From the results of the above table 9, it is understood that the voltage of the organic electroluminescent devices of examples 1 to 17, which are compounds of the light emitting layer, is reduced by 0.12V, the current efficiency (Cd/a) is improved by at least 14.29%, the external quantum efficiency is improved by at least 15.38%, the lifetime is improved by at least 8.25%, and the maximum lifetime can be improved by at least 146h, compared with the devices of comparative examples 1 to 4, which correspond to known compounds. Examples 18 to 25 of the compounds as the light-emitting layer showed a decrease in voltage of 0.25V, an increase in luminous efficiency (Cd/A) of at least 18.15%, an increase in external quantum efficiency of at least 18.15%, an increase in lifetime of at least 11.25%, and a maximum lifetime of at least 122h, as compared with comparative examples 4 to 7 of the devices corresponding to known compounds. Therefore, the compound has the characteristics of improving both the luminous efficiency and the service life. From the above data, it is clear that the use of the organic compound of the present application as the light-emitting layer of the electronic element significantly improves the light-emitting efficiency (Cd/a), the External Quantum Efficiency (EQE), and the lifetime (T95) of the electronic element.
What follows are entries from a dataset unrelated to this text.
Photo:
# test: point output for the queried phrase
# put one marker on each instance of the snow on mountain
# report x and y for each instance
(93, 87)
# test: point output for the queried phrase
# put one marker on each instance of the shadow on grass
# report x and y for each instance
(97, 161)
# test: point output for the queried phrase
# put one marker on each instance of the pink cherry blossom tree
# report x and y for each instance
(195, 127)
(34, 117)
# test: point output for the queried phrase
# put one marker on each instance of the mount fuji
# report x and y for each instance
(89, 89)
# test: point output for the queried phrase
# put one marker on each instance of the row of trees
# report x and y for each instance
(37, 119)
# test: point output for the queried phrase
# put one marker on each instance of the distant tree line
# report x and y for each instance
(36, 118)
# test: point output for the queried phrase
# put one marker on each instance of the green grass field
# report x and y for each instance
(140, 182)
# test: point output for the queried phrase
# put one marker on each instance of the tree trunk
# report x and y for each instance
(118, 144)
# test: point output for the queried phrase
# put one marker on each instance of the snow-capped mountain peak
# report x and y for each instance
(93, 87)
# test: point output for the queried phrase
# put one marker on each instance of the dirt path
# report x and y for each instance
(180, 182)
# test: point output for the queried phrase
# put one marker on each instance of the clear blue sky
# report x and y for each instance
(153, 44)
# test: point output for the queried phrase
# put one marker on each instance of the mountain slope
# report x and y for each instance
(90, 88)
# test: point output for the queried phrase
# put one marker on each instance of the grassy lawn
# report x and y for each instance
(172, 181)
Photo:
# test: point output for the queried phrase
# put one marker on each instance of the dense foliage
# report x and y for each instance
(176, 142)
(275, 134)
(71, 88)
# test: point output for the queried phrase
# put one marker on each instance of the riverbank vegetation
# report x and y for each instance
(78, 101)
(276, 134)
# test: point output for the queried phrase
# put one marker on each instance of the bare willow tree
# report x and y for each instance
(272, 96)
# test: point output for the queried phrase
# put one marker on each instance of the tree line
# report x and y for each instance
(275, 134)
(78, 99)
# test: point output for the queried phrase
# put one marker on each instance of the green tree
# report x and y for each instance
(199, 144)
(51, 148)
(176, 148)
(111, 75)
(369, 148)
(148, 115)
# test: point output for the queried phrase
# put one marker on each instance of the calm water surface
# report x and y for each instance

Therefore, the organic electroluminescent device with high luminous efficiency and long service life can be prepared by using the organic compound in the organic electroluminescent layer.

It should be understood that this application is not intended to limit the application to the details of construction and the arrangement of components set forth in the specification. The application is capable of other embodiments and of being practiced and carried out in various ways. The foregoing variations and modifications are within the scope of the present application. It will be understood that the application disclosed and defined in this specification extends to all alternative combinations of two or more of the individual features mentioned or evident from the text and/or drawings. All of these different combinations constitute a number of alternative aspects of the present application. The embodiments described in this specification illustrate the best mode known for carrying out the application and will enable those skilled in the art to make and use the application.